Cyber Agents: Technical Architecture
Architecture Overview
Cyber Agents is built on three foundational pillars: a multi-agent system with specialized roles, a shared knowledge Blackboard for real-time coordination, and an intelligent Attack Tree engine that drives strategic decision-making with automatic backtracking.
The Blackboard Architecture
The Blackboard is a shared knowledge space where all 58 agents read and write information. It serves as the central nervous system of Cyber Agents.
When an agent discovers a new host, open port, running service, credential, or vulnerability, it posts this finding to the Blackboard with structured metadata. Other agents subscribe to relevant categories. An exploitation agent watching for new vulnerability findings will immediately pick up work posted by enumeration agents. The Moderator Agent monitors the Blackboard for conflicting findings, duplicate efforts, and resource contention, ensuring efficient operation even with 58 concurrent agents.
This architecture enables emergent collaboration — complex multi-step attacks that no single agent could orchestrate alone arise naturally from the interaction of specialists sharing a common knowledge base.
The Moderator Agent
The Moderator Agent is the conductor of the Cyber Agents orchestra. It does not perform any offensive actions itself. Instead, it allocates tasks to the most appropriate specialist agent based on current findings and phase. It manages agent priorities to focus effort on the most promising attack paths. It monitors progress across all 9 phases, ensuring no phase is skipped or neglected. It triggers backtracking when the Attack Tree indicates a dead end, redirecting agents to alternative branches. And it enforces rules of engagement defined during the pre-engagement phase.
The Attack Tree Engine
At the heart of Cyber Agents’ strategic intelligence is the Attack Tree — a dynamic, hierarchical representation of all known and potential attack paths through the target environment.
As the engagement progresses, the Attack Tree grows.

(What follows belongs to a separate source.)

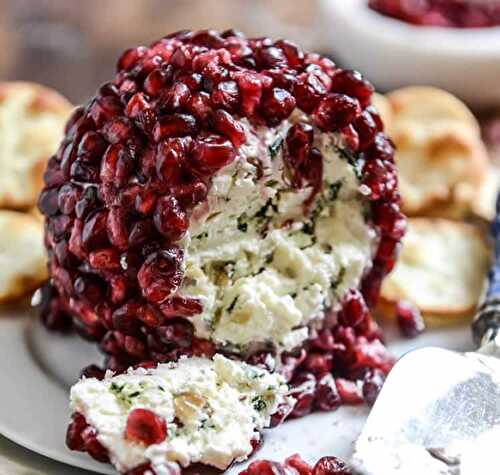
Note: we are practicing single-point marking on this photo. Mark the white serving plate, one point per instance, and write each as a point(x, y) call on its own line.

Each new finding — a host, service, vulnerability, credential — creates new branches in the tree, representing potential next steps. The engine continuously evaluates which branches are most promising based on the likelihood of success, potential impact, and current phase objectives.
When an agent exhausts a branch — exploitation fails, access is denied, a service is patched — the engine automatically backtracks to the nearest viable decision point and selects the next most promising branch. The combination of tree expansion and backtracking ensures that Cyber Agents explores the attack surface with the thoroughness of an expert pentester who systematically tries every viable approach.
This is fundamentally different from the linear playbook approach used by most automated tools. Cyber Agents doesn’t follow a script — it reasons about the best path forward, adapts when things don’t work, and always has a fallback strategy.